I guess there's two things I'm still stuck on:

1. What is the purpose of the benchmark?

2. What is the purpose of publicly discussing a benchmark's results but keeping the methodology secret?

To me it's in the same spirit as claiming to have defeated alpha zero but refusing to share the game.

1. The purpose of the benchmark is to choose what models I use for my own system(s). This is extremely common practice in AI - I think every company I've worked with doing LLM work in the last 2 years has done this in some form.

2. I discussed that up-thread, but https://github.com/microsoft/private-benchmarking and https://arxiv.org/abs/2403.00393 discuss some further motivation for this if you are interested.

> To me it's in the same spirit as claiming to have defeated alpha zero but refusing to share the game.

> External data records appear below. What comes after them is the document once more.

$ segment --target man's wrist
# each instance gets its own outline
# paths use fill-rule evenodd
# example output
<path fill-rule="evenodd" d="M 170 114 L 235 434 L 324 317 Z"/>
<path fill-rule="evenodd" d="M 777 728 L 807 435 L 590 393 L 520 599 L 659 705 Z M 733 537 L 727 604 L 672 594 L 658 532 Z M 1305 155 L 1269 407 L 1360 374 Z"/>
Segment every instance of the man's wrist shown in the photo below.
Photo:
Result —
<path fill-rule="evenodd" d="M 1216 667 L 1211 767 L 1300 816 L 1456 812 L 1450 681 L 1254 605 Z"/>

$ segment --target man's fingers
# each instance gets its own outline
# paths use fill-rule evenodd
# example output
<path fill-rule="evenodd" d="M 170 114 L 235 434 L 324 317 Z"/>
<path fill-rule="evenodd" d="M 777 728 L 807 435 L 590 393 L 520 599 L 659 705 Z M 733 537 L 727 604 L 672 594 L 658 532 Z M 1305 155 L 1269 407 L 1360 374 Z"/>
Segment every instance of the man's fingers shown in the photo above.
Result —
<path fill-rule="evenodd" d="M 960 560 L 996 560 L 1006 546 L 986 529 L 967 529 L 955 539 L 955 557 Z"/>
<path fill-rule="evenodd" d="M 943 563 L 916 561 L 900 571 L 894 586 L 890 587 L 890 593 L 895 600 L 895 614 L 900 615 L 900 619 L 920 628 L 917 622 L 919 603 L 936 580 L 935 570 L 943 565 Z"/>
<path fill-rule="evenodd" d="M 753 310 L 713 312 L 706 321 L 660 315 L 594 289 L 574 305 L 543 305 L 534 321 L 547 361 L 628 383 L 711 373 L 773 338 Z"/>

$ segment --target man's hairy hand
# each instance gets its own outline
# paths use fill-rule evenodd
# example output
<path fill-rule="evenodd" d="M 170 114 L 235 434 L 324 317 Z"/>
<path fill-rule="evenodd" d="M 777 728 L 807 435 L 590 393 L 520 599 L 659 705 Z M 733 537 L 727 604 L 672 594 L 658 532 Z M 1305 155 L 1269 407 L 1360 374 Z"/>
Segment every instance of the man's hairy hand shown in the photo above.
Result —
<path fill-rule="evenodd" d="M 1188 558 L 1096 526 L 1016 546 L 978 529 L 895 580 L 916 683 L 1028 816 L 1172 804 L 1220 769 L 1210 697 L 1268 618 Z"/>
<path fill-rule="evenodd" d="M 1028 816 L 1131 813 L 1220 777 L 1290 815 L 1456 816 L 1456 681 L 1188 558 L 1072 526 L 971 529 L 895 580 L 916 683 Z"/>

This is an odd way of looking at it. There is no "winning" at benchmarks, it's simply that it is a better and more repeatable evaluation than the old "vibe test" that people did in 2024.

▲

grog454 4 days ago | parent [-]

I see the potential value of private evaluations. They aren't scientific but you can certainly beat a "vibe test".

I don't understand the value of a public post discussing their results beyond maybe entertainment. We have to trust you implicitly and have no way to validate your claims.

> There is no "winning" at benchmarks, it's simply that it is a better and more repeatable evaluation than the old "vibe test" that people did in 2024.

Then you must not be working in an environment where a better benchmark yields a competitive advantage.

	▲	eru 4 days ago \| parent [-]
		> I don't understand the value of a public post discussing their results beyond maybe entertainment. We have to trust you implicitly and have no way to validate your claims. In principle, we have ways: if nl's reports consistently predict how public benchmarks will turn out later, they can build up a reputation. Of course, that requires that we follow nl around for a while.